- Darreh Gar Location within Iran
- Coordinates: 33°10′36″N 48°16′10″E﻿ / ﻿33.17667°N 48.26944°E
- Country: Iran
- Province: Lorestan
- County: Mamulan
- District: Afrineh
- Rural District: Miyankuh-e Sharqi

Population (2016)
- • Total: 44
- Time zone: UTC+3:30 (IRST)

= Darreh Gar =

Village in Lorestan province, Iran

Darreh Gar (دره گر) (Note: Also known as Darreh Garreh, Darreh Giri, and Darreh Gīrī) is a village in Miyankuh-e Sharqi Rural District of Afrineh District in Mamulan County, Lorestan province, Iran.

==Demographics==
===Population===
At the time of the 2006 National Census, the village's population was 87 in 18 households, when it was in Mamulan District (Note: Renamed the Central District of Mamulan County) of Pol-e Dokhtar County.

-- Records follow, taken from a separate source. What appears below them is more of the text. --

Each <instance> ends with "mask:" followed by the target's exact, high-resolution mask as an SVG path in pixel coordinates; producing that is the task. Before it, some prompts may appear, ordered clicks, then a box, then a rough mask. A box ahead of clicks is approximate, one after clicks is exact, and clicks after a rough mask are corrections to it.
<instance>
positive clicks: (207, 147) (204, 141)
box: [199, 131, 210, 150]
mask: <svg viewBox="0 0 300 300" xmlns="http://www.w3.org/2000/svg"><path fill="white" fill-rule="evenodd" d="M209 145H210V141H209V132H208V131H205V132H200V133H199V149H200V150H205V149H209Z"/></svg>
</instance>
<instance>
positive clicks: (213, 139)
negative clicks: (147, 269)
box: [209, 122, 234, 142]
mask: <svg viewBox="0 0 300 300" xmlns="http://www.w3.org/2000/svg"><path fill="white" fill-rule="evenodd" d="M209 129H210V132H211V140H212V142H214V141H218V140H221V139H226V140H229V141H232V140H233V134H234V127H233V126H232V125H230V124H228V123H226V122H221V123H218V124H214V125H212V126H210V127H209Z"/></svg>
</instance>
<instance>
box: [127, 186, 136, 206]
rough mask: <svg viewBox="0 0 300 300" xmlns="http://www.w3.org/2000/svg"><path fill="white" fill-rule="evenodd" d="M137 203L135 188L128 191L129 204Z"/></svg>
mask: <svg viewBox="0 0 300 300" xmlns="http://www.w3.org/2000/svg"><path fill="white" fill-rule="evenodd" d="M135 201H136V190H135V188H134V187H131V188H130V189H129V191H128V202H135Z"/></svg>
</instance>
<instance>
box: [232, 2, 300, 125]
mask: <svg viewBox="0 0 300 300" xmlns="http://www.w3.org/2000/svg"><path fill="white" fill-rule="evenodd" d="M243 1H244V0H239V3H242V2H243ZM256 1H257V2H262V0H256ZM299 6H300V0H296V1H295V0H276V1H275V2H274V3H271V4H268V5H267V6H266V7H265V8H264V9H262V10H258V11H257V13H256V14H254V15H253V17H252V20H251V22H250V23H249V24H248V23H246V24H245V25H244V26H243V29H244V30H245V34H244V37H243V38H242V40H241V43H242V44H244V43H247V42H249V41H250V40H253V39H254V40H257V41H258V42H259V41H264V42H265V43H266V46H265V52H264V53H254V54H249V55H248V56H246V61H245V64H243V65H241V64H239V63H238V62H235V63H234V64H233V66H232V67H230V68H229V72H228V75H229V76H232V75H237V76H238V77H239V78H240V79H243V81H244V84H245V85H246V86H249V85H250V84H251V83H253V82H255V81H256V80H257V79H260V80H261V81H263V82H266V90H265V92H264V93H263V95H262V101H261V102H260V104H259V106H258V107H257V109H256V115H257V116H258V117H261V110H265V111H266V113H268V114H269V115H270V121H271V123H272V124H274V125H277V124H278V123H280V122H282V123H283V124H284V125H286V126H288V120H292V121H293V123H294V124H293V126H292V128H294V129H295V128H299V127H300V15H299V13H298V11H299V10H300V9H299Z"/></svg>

The following census in 2011 counted 66 people in 17 households. The 2016 census measured the population of the village as 44 people in 13 households.

In 2023, the district was separated from the county in the establishment of Mamulan County and renamed the Central District. The rural district was transferred to the new Afrineh District.